The proposed e-Borders system will identify people who have boarded transport destined for the UK, check them automatically against databases of individuals who pose a security risk, and keep an electronic record of entry into the country. A £15 million pilot version of the scheme is already being tested at international airports.
“At present, under Irish and British immigration law, all passengers (including British and Irish citizens) are required to be in possession of a travel document (usually a national passport) when they arrive at the frontiers of either jurisdiction from outside the common travel area. This does not apply in respect of Irish and British citizens travelling within the common travel area,” a Department of Justice spokesman said.

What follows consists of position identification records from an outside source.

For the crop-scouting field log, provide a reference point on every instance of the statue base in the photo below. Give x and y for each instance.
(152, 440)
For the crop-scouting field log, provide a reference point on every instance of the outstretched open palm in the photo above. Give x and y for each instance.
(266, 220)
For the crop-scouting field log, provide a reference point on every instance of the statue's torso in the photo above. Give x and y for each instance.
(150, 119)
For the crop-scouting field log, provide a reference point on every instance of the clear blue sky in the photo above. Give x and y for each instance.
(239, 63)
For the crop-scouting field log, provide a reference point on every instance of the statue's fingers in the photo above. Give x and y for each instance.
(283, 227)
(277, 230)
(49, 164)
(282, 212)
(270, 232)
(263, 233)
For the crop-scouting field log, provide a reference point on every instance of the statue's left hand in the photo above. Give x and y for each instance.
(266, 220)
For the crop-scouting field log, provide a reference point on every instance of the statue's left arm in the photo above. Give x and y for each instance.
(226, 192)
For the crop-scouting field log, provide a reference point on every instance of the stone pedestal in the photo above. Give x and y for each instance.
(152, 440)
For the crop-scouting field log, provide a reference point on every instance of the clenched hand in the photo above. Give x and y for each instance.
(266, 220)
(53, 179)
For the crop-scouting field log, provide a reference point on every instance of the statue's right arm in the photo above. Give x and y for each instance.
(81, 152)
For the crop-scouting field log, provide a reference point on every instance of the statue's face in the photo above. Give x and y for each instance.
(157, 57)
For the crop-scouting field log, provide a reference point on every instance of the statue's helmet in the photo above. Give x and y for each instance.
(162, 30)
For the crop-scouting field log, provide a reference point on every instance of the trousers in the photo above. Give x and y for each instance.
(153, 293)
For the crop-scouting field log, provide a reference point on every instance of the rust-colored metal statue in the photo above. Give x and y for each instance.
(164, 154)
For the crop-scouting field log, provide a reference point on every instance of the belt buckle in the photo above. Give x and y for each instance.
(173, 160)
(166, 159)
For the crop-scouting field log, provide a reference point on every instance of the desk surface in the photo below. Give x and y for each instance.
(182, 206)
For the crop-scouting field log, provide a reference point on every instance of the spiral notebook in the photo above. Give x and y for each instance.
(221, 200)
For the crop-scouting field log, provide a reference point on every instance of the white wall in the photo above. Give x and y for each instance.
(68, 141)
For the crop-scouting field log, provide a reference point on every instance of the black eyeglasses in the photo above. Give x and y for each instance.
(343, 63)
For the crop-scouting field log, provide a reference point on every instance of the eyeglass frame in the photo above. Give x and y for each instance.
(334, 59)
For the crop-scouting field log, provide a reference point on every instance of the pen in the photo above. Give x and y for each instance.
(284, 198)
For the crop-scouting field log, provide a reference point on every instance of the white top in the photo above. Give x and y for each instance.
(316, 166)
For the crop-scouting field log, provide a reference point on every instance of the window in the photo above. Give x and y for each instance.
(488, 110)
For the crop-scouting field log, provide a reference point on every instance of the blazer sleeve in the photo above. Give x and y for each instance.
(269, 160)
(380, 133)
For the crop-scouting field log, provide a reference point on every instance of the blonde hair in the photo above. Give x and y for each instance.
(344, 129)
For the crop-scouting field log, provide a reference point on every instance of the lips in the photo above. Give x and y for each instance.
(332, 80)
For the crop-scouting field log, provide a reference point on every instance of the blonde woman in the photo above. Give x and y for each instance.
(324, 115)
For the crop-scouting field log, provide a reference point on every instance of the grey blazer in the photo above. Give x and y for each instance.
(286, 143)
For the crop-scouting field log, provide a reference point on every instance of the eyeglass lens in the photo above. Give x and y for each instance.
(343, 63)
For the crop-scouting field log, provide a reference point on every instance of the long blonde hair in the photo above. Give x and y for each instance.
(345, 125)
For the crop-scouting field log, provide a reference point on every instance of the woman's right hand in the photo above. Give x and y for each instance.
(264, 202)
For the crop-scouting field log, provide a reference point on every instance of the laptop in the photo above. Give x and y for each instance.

”The full details of the UK e-Borders initiative have yet to emerge. However it seems likely that additional obligations will be placed on air, sea and rail carriers who bring people to the United Kingdom (including Irish and British citizens). Carriers will be required to supply advance passenger information gleaned, inter alia, from secure ID documents to the UK Joint Borders Operation Centre electronically prior to boarding a passenger for the United Kingdom. The ID documents in question include passports and EU national ID cards (which are already deemed by EU free movement law to be acceptable for travel purposes within the EU). “
”Our understanding at the present time is that the United Kingdom may wish to apply the e-Borders programme to travel within the common travel area. The introduction of the advance passenger information requirement on air, rail and sea carriers within the common travel area would be a new requirement. This would represent a significant change to the workings of the common travel area. The implications for both east/west and particularly north/south cross border travel need to be considered.”
The spokesman added that Justice Minister Michael McDowell “has expressed his concerns to the Home Secretary about the position of Irish Citizens in Northern Ireland who may not wish to register for a British Identity Card. The position of workers who cross the border on a daily basis also needs to be considered.”
”The Minister for Justice, Equality and Law Reform is on the record as saying that he would be reluctant to introduce mandatory ID cards as it has the potential to fundamentally alter the relationship between the citizen and the State. However, the Minister has also flagged the reality that if the UK introduces a Card, then it may be necessary for the Irish Government to follow suit, if the common travel area is to be maintained. The Minister, in the aftermath of the London Bombs, indicated that he remained to be convinced that ID Cards would be effective in combating terrorism.”